U n caballero, según me lo ha dicho un hombre piadoso, había cometido muchas vilezas. Movido finalmente por los remordimientos se allegó a un clérigo, se confesó, y éste le impuso una penitencia que no logró cumplir. Luego de haberle sucedido esto repetidas veces, el clérigo le dijo un día:
—Así no llegaremos a nada. Dime, pues: ¿hay alguna penitencia que puedas cumplir?
El caballero replicó:
—En mi finca hay un manzano que da unos frutos tan ácidos y miserables que jamás pude comerlos. Si estáis de acuerdo, sea mi penitencia que durante mi vida no pruebe una sola de esas manzanas.

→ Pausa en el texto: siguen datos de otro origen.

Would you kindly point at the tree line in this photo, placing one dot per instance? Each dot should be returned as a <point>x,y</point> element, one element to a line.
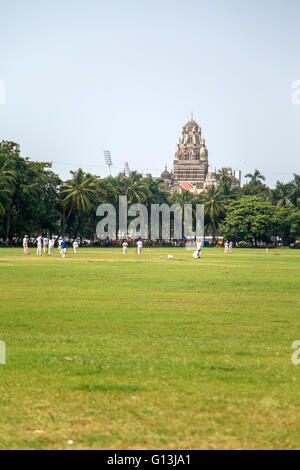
<point>34,199</point>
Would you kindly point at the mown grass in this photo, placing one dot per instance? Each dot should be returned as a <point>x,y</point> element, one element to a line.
<point>166,353</point>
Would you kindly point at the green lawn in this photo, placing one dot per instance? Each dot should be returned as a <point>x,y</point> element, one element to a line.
<point>166,353</point>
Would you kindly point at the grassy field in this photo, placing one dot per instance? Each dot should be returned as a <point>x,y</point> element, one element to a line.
<point>166,353</point>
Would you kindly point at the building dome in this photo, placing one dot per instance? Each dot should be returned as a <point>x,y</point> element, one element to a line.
<point>166,175</point>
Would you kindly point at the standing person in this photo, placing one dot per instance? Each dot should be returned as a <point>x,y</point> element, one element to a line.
<point>63,248</point>
<point>51,247</point>
<point>139,246</point>
<point>75,246</point>
<point>25,245</point>
<point>199,248</point>
<point>45,244</point>
<point>59,244</point>
<point>39,245</point>
<point>125,246</point>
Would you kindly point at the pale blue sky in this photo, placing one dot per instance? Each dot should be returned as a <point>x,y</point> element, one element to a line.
<point>86,75</point>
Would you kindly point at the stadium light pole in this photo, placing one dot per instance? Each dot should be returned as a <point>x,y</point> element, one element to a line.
<point>107,159</point>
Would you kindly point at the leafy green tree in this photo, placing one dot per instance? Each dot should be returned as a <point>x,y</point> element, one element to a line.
<point>214,208</point>
<point>77,194</point>
<point>249,218</point>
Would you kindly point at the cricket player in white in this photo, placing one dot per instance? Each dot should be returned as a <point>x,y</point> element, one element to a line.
<point>139,247</point>
<point>125,246</point>
<point>39,245</point>
<point>51,247</point>
<point>25,245</point>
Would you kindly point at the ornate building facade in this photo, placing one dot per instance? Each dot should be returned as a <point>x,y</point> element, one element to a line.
<point>190,161</point>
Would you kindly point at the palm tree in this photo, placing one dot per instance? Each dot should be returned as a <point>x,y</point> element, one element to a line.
<point>135,188</point>
<point>213,207</point>
<point>7,180</point>
<point>77,193</point>
<point>256,178</point>
<point>283,194</point>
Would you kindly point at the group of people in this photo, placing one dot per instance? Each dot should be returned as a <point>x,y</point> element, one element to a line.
<point>46,245</point>
<point>139,246</point>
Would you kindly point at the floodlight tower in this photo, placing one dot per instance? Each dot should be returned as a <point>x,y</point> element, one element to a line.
<point>126,169</point>
<point>107,159</point>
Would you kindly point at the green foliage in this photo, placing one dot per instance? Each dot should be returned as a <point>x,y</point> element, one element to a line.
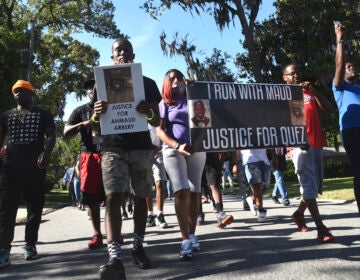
<point>335,166</point>
<point>60,64</point>
<point>224,13</point>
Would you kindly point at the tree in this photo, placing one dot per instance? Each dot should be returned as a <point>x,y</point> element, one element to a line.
<point>224,13</point>
<point>60,63</point>
<point>303,32</point>
<point>213,68</point>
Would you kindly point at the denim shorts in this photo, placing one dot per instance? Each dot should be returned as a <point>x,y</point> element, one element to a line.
<point>184,172</point>
<point>257,173</point>
<point>309,170</point>
<point>118,167</point>
<point>158,168</point>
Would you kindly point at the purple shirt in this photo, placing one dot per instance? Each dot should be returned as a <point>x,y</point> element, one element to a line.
<point>177,120</point>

El clérigo sabía que a menudo una cosa sólo necesita ser prohibida para que, con la ayuda de la carne y del Diablo, se vuelva tentadora, y contestó:
—Por todos tus pecados te impongo que jamás comas a sabiendas los frutos de aquel árbol.

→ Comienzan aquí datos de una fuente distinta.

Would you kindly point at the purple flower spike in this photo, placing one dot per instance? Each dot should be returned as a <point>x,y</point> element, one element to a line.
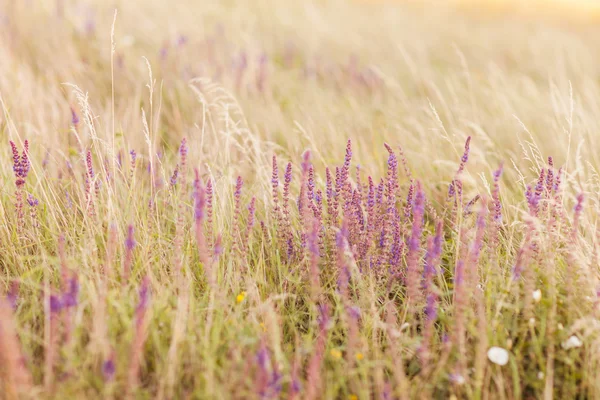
<point>109,369</point>
<point>70,298</point>
<point>55,304</point>
<point>130,242</point>
<point>74,117</point>
<point>32,201</point>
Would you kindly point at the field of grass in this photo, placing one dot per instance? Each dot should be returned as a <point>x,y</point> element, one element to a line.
<point>298,200</point>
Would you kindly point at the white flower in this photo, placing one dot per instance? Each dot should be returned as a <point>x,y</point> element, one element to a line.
<point>498,355</point>
<point>572,342</point>
<point>128,41</point>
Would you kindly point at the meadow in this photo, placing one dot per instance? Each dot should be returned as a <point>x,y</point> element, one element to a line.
<point>297,200</point>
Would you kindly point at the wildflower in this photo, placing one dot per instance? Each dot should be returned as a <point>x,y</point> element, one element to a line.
<point>108,369</point>
<point>572,342</point>
<point>32,201</point>
<point>541,375</point>
<point>498,355</point>
<point>71,295</point>
<point>240,297</point>
<point>74,118</point>
<point>335,353</point>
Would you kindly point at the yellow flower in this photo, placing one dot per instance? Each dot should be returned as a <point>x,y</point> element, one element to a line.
<point>335,353</point>
<point>240,297</point>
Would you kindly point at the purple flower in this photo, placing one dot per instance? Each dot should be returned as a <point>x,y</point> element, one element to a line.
<point>13,294</point>
<point>108,369</point>
<point>144,295</point>
<point>74,117</point>
<point>173,180</point>
<point>431,307</point>
<point>55,304</point>
<point>70,297</point>
<point>130,242</point>
<point>32,201</point>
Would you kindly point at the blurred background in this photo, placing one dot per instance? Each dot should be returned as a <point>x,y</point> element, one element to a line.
<point>522,78</point>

El caballero se marchó y estimó que la penitencia impuesta casi no era tal. Pero el árbol estaba en un sitio en que el caballero podía verlo cada vez que entraba o salía de su granja. Ello siempre le hacía recordar la prohibición, y con el recuerdo pronto sobrevino la más fuerte de las tentaciones. Un día pasó por delante del árbol y contempló las manzanas. Entonces aquél que tentó y sometió al primer hombre por medio del árbol prohibido le hizo caer en tal tentación que se acercó al manzano y, ya extendiendo su mano hacia una manzana, ya volviendo a retirarla, pasó casi todo el día entre impulso y retroceso. La Gracia le ayudó a que finalmente saliera vencedor. La lucha contra el deseo fue, empero, tan dura, que quedó yaciendo bajo el manzano con el corazón palpitante y murió.